Qello is also available on Sony and Samsung smart TVs, Kindle Fire, and iOS and Android devices.

In December 2011, Qello was added to Google TV, and in May 2013, YouTube announced it would be featuring Qello as one of two channels launched in its new subscription channels. This partnership allows YouTube users to access all of the content from Qello. Soon after, in June 2013, Qello was added to Apple TV, making Qello available everywhere that Apple TV is available. The following month, July 2013, Qello was added among the Chromecast apps.
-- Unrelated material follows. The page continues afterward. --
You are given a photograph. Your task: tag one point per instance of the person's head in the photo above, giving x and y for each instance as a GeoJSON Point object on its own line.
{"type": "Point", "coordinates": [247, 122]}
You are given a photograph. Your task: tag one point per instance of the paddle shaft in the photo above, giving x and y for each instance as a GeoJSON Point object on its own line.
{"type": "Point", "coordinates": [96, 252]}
In April 2014, the Qello app became available for Roku devices. Qello was also a launch partner on the Amazon Fire TV. In September 2014, Qello became available on PlayStation 4.

Qello was previously available on PlayStation 3 and PlayStation 4 via the PlayStation Network, but the service has since been suspended on these platforms. On May 4, 2016, PlayStation users in North America were emailed notifying them of the suspension of service and were instead encouraged to use other platforms or the paid-service Amazon Prime. As of May 6, 2016, however, the Qello website still lists PS3, PS4, and PS Vita as supported devices.

In 2020, Qello Concerts was made available via STV Player, the streaming service of Scottish broadcaster STV. Viewers could watch a live-stream of the channel, as well as view a selection of concerts on demand. Qello's streamed channel was removed from STV Player in 2021, however, a selection of concerts are available to view in the "Music" section.

In 2021, Qello Concerts joined Freeview in the United Kingdom along with sister channel Stingray Naturescape. The channels can be found on channel 271 via the Channelbox streaming portal alongside Now 70s, Now 90s and Clubland TV.